The “A-bomb” song that inspired a Beatles classic
There aren’t really any rules for where artists can take their inspiration from. Even if what they are listening to isn’t to the same taste as their audience, no one is morally obligated to listen to exclusively material that will one day help them write a classic. While The Beatles did have a habit of absorbing almost anything around them, hearing this abhorrent folk song during the making of one of their masterpieces is the definition of the phrase ‘turning shit into gold’.
Granted, not every member of the Fab Four was meant to listen to the same things. George Harrison was knee-deep in Indian music by the time of Sgt Peppers, and when working on The White Album, John Lennon had immersed himself in the avant-garde scene, even if his experimental albums with Yoko Ono were some of the most grating noises ever to be made by a Beatle.
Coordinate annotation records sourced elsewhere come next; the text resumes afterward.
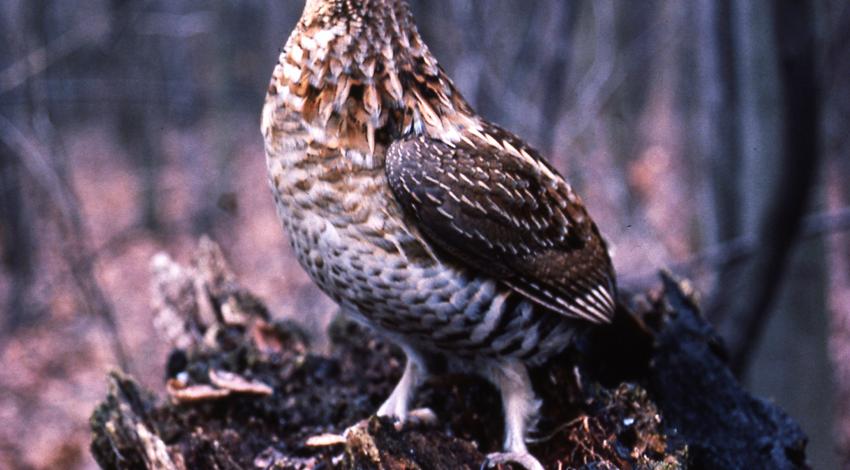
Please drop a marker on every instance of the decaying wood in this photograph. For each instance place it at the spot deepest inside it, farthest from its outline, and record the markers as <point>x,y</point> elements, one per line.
<point>245,391</point>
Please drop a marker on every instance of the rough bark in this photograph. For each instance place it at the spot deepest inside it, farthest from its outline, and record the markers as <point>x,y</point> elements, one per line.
<point>653,390</point>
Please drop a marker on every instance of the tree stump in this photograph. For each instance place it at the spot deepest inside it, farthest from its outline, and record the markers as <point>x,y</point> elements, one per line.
<point>652,390</point>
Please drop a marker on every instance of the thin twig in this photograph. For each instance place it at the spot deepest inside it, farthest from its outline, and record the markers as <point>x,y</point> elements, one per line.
<point>740,248</point>
<point>79,257</point>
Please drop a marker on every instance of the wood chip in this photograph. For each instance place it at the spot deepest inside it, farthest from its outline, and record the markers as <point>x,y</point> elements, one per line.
<point>236,383</point>
<point>194,393</point>
<point>325,440</point>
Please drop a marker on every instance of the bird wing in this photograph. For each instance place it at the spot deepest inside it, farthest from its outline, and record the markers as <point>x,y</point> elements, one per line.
<point>494,204</point>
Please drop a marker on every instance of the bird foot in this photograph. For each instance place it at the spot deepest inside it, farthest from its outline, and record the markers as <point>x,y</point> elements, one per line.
<point>523,459</point>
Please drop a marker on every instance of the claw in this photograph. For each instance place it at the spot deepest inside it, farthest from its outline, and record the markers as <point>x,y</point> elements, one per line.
<point>524,459</point>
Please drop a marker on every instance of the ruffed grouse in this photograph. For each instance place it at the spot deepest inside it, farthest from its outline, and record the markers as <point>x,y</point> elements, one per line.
<point>422,220</point>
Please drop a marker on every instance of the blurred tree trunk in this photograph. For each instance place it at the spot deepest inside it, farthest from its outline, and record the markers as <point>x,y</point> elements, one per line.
<point>776,75</point>
<point>770,306</point>
<point>710,99</point>
<point>16,238</point>
<point>135,117</point>
<point>17,217</point>
<point>836,100</point>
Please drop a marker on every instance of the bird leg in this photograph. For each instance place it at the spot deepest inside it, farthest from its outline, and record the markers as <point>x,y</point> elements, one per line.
<point>520,407</point>
<point>398,403</point>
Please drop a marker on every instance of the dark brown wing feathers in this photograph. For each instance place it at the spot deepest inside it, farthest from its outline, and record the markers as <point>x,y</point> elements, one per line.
<point>497,206</point>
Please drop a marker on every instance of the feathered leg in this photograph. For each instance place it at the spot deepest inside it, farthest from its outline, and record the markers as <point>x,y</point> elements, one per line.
<point>520,406</point>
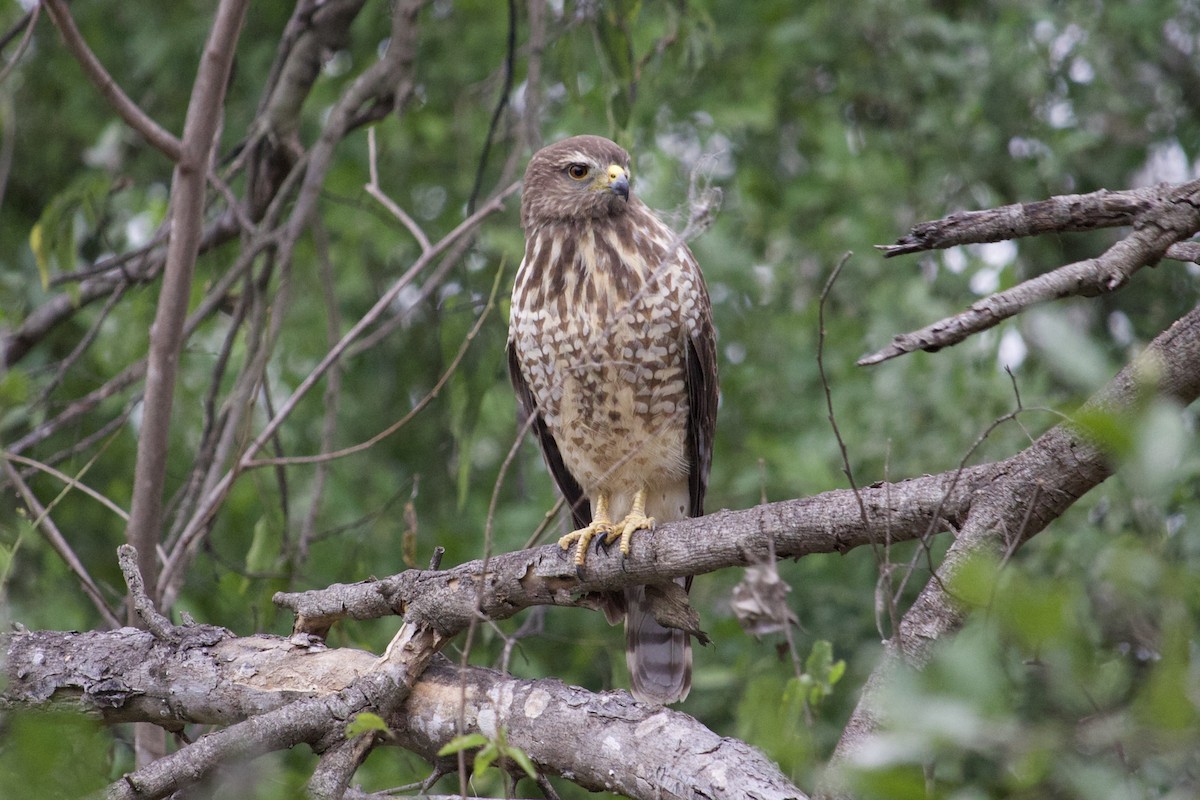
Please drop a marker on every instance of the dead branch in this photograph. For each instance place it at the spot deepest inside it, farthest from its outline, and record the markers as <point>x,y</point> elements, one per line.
<point>275,693</point>
<point>832,522</point>
<point>1161,218</point>
<point>155,134</point>
<point>1032,489</point>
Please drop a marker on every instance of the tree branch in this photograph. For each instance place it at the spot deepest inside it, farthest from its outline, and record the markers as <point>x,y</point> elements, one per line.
<point>219,679</point>
<point>1033,488</point>
<point>155,134</point>
<point>1162,220</point>
<point>832,522</point>
<point>166,336</point>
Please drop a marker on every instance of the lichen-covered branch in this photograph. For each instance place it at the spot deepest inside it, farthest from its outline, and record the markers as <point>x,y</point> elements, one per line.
<point>1159,218</point>
<point>275,693</point>
<point>1036,487</point>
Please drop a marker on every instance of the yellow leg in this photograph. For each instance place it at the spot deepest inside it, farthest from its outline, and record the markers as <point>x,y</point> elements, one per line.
<point>636,519</point>
<point>601,525</point>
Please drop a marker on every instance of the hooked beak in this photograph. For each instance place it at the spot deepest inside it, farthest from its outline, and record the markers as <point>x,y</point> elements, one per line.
<point>617,181</point>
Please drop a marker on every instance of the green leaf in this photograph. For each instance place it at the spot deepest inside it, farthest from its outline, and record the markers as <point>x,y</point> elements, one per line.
<point>77,209</point>
<point>365,722</point>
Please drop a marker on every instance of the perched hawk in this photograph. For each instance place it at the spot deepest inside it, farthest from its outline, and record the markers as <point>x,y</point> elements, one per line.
<point>612,353</point>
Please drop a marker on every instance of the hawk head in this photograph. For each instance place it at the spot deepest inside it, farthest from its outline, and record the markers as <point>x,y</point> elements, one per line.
<point>576,179</point>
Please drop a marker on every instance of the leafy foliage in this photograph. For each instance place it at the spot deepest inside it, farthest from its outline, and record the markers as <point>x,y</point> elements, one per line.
<point>828,127</point>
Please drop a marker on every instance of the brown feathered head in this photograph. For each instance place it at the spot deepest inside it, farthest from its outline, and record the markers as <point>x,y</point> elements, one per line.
<point>582,178</point>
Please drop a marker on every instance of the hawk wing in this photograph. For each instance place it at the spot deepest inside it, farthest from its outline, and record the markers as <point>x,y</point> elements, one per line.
<point>581,510</point>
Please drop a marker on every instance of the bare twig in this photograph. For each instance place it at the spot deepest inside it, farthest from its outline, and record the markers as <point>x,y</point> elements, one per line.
<point>1035,487</point>
<point>58,541</point>
<point>166,340</point>
<point>393,208</point>
<point>155,134</point>
<point>1173,216</point>
<point>72,482</point>
<point>219,492</point>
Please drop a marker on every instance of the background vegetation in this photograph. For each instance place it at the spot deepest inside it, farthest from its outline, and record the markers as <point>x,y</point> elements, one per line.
<point>828,127</point>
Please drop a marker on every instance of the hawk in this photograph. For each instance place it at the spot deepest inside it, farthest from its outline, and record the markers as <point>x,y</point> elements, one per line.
<point>613,355</point>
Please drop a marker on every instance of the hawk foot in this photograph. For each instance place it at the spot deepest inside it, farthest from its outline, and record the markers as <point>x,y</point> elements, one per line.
<point>582,540</point>
<point>624,530</point>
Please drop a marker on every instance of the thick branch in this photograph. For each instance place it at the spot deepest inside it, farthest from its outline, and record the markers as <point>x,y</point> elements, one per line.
<point>1036,487</point>
<point>1061,214</point>
<point>832,522</point>
<point>1170,218</point>
<point>289,695</point>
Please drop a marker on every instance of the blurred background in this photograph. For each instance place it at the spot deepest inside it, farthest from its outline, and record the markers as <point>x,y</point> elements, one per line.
<point>828,128</point>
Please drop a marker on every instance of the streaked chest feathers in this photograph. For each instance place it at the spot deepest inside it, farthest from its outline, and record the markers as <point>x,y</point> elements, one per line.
<point>603,341</point>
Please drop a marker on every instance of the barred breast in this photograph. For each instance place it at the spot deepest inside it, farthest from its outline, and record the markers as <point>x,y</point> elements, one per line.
<point>600,319</point>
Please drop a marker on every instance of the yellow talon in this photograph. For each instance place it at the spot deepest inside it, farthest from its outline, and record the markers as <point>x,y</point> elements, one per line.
<point>636,519</point>
<point>601,525</point>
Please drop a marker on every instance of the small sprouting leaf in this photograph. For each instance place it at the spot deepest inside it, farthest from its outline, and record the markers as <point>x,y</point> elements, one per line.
<point>522,761</point>
<point>485,757</point>
<point>465,741</point>
<point>365,722</point>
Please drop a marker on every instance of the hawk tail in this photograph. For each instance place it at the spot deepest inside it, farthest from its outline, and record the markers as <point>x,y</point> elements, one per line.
<point>659,657</point>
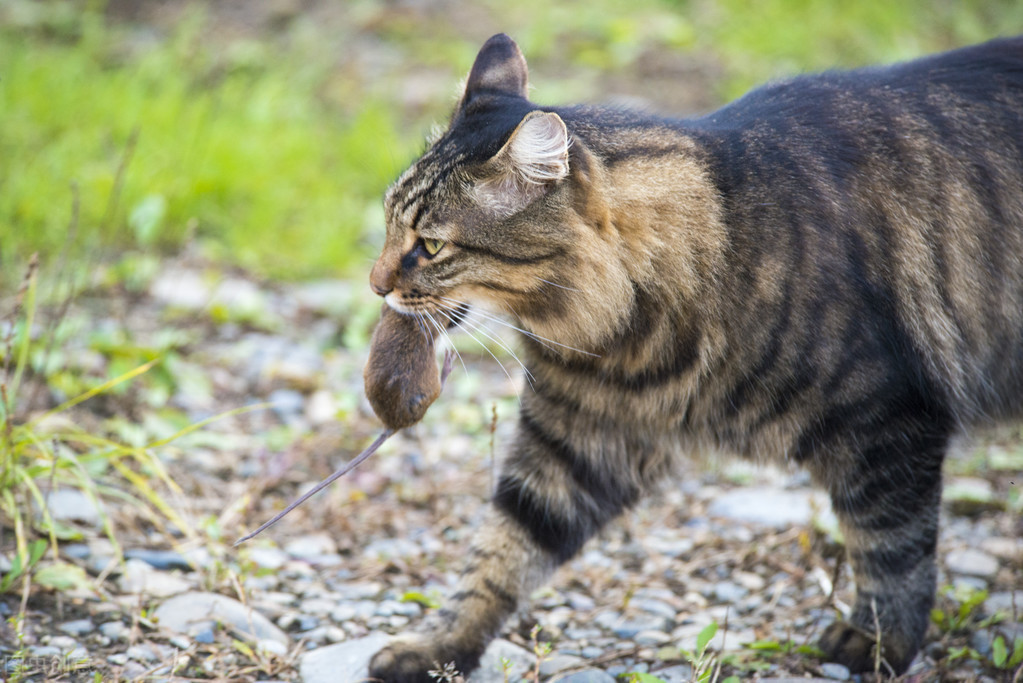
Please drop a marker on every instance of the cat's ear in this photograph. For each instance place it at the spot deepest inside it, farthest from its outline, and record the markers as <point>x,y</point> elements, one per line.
<point>533,160</point>
<point>499,67</point>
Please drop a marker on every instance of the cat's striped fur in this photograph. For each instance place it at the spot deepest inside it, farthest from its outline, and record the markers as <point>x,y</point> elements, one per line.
<point>828,271</point>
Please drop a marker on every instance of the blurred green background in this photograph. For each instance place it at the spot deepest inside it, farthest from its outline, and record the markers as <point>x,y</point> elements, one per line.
<point>263,134</point>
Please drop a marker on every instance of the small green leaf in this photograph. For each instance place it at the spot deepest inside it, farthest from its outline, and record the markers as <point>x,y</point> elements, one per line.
<point>705,637</point>
<point>998,652</point>
<point>61,577</point>
<point>638,677</point>
<point>146,218</point>
<point>1017,657</point>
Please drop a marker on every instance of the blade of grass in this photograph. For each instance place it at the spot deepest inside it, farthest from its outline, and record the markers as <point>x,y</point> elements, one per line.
<point>71,403</point>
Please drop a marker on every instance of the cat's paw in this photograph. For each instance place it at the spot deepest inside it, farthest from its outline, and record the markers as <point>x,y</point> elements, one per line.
<point>857,649</point>
<point>408,659</point>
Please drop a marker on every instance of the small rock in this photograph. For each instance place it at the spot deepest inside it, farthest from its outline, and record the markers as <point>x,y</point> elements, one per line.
<point>579,601</point>
<point>73,505</point>
<point>190,613</point>
<point>681,673</point>
<point>78,628</point>
<point>972,562</point>
<point>114,630</point>
<point>140,577</point>
<point>271,646</point>
<point>321,408</point>
<point>491,669</point>
<point>311,545</point>
<point>585,676</point>
<point>559,662</point>
<point>344,662</point>
<point>835,671</point>
<point>725,591</point>
<point>142,652</point>
<point>628,629</point>
<point>770,507</point>
<point>161,559</point>
<point>652,638</point>
<point>268,558</point>
<point>1010,550</point>
<point>287,403</point>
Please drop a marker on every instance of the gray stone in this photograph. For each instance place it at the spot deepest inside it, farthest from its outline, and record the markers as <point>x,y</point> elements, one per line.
<point>651,638</point>
<point>73,505</point>
<point>344,662</point>
<point>268,558</point>
<point>654,606</point>
<point>142,652</point>
<point>725,591</point>
<point>140,577</point>
<point>560,662</point>
<point>190,613</point>
<point>79,627</point>
<point>287,403</point>
<point>491,670</point>
<point>771,507</point>
<point>681,673</point>
<point>629,628</point>
<point>585,676</point>
<point>972,562</point>
<point>114,630</point>
<point>835,671</point>
<point>161,559</point>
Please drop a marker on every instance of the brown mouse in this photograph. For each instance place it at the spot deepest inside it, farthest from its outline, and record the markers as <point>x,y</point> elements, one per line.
<point>401,375</point>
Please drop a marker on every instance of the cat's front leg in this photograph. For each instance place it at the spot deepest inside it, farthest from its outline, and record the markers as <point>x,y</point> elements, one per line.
<point>550,498</point>
<point>503,565</point>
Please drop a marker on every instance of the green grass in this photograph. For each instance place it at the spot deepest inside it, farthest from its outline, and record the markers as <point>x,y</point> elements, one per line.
<point>237,148</point>
<point>274,160</point>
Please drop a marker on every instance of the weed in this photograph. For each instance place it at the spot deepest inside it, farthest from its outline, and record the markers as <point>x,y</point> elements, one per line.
<point>961,610</point>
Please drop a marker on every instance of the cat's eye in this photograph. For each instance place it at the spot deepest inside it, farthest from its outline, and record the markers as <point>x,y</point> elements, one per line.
<point>433,245</point>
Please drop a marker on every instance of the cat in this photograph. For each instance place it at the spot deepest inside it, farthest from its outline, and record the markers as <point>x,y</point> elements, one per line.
<point>828,271</point>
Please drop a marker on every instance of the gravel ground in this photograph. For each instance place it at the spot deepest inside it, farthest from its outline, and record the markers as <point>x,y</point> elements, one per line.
<point>751,549</point>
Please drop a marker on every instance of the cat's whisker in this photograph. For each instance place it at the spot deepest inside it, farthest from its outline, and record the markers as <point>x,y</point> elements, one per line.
<point>533,335</point>
<point>482,329</point>
<point>487,349</point>
<point>443,332</point>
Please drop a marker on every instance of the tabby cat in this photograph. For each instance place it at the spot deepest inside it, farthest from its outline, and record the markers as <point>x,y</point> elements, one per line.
<point>828,271</point>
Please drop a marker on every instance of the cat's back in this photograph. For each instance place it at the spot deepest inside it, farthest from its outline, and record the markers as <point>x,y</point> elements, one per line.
<point>888,194</point>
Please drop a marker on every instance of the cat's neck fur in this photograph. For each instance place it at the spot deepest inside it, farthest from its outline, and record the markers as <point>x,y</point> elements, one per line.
<point>649,225</point>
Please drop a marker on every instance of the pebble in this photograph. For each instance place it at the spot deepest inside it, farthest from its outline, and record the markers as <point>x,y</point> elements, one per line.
<point>192,612</point>
<point>73,505</point>
<point>585,676</point>
<point>345,662</point>
<point>114,630</point>
<point>311,546</point>
<point>161,559</point>
<point>835,671</point>
<point>681,673</point>
<point>973,562</point>
<point>142,652</point>
<point>770,507</point>
<point>140,577</point>
<point>79,627</point>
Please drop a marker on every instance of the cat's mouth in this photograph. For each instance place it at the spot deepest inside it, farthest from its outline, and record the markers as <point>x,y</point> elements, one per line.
<point>447,311</point>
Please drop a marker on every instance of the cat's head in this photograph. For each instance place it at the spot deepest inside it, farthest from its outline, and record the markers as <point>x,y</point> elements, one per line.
<point>489,216</point>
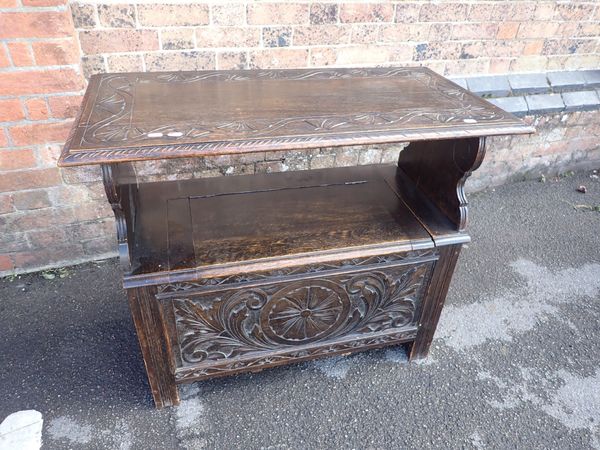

While Ringo Starr was down for listening to anything, the one with the most questionable music taste tended to be Paul McCartney. Regardless of how many chipper tunes he made on his own, his interest in the cutesy ditties from the 1920s is what makes people either love or hate his jovial material like ‘You Gave Me the Answer’ or ‘Hello Goodbye’.
And ‘MacArthur Park’ tends to fall into the company of being too grating for its own good. Despite the novelty of having this kind of folk tune on the charts in the 1960s, there was no way that this would be given the same time of day as a Bob Dylan track, especially considering most of the record sounded like it was made for some particularly corny TV show.
Even the author, Jimmy Webb, admitted that the tune ranked among the absolute worst things that he had heard, telling The Guardian, “At first, we felt like the guys who’d created the A-bomb: we were a bit afraid of what we’d done. I didn’t know I could write something like that.” While the idea of rambling on like this for minutes on end feels downright torturous, it worked out by serving as the inspiration for ‘Hey Jude’.
As Webb explains, he heard that the tune became the catalyst for McCartney dragging out ‘Hey Jude’ for as long as he did, saying, “We had doubts about releasing it as a single. Eventually, they put out the full seven minutes 20 seconds. George Martin once told me The Beatles let ‘Hey Jude’ run to over seven minutes because of ‘MacArthur Park.’”
Whereas ‘MacArthur Park’ keeps plodding away and gets to the point where it seems like it will never end, ‘Hey Jude’ does the exact opposite. The entire outro feels like one long crescendo towards the final few minutes, with Macca putting as much swagger into his screams as the folksy ditty has in its entire runtime.
Inspiration isn’t exclusive to one style of music, and given that ‘Hey Jude’ was the by-product, ‘MacArthur Park’ does end up having a tiny bit more sheen put on it by association. It probably wasn’t meant to be one of the finest songs ever composed, but a tune that inspired McCartney for one of his best anthems is at least doing one thing right.